Under a deal announced at a Queenstown summit yesterday, 150 asylum seekers will be relocated to New Zealand annually from Australian detention centres.
New Zealand prime minister John Key said he accepted illegal boat people arrivals were a regional problem and it was not fair to “freeload” off Australia's efforts at deterrence.
The deal comes after months of behind-the-scenes negotiations between the two governments.
But it has been slated by human rights groups and there is criticism it will encourage more asylum seekers to take to the seas.
Australian prime minister Julia Gillard rejected that.
New Zealand's quota of 150 refugees would be accepted under the “no advantage” test applied under Australian resettlement legislation, she said.
That meant they had to qualify as genuine refugees and would not be resettled any quicker than if they had applied from their homeland, she said.
“Because we don't want any message sent anywhere around the world that by transiting through Australia you get some form of advantage whether its resettlement in Australia or New Zealand.”

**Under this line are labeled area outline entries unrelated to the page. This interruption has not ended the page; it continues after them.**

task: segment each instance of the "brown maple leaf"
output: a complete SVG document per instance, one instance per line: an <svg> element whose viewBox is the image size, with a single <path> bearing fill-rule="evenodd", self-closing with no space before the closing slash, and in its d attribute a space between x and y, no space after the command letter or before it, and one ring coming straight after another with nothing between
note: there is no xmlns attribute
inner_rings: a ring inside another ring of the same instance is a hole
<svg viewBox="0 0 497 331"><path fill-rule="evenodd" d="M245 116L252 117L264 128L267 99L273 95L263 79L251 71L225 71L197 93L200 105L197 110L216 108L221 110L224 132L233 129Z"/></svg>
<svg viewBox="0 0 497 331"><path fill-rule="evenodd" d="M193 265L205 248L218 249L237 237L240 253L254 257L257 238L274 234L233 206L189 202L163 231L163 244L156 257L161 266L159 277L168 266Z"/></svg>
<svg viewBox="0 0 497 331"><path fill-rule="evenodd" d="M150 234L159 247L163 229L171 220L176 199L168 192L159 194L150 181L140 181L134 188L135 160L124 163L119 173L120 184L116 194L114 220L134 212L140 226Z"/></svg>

Just hours after announcing the deal, Gillard and Key were confronted by a lone protester as they laid a wreath at Queenstown's War Memorial.
The protester called on Australia to close the Nauru resettlement centre.
Political reaction in Australia was just as swift.
Australian Greens senator Sarah Hanson-Young attacked the agreement, saying "this isn't a regional solution; this is a bandaid cover-up for Julia Gillard for what a failure Manus Island and Nauru have been".
“It's not going to save lives, in fact it is going to put more lives at risk.
"More people will be taking dangerous boat journeys as a result of less people being resettled directly (from Malaysia and Indonesia)."
The New Zealand government is also facing criticism – Amnesty International slated it for supporting Australia's approach to asylum seekers.
In other measures to boost the trans-Tasman relationship announced after the two day summit, Gillard and Key confirmed joint legislation giving trans-Tasman regulators the power to cap mobile roaming and data rates.
Gillard said exorbitant charges affected both holiday makers and business.
"A million Australians come to New Zealand every year."
It currently cost as much as $40 to send a picture, and $8.50 a minute to chat to friends and family back home, Gillard said.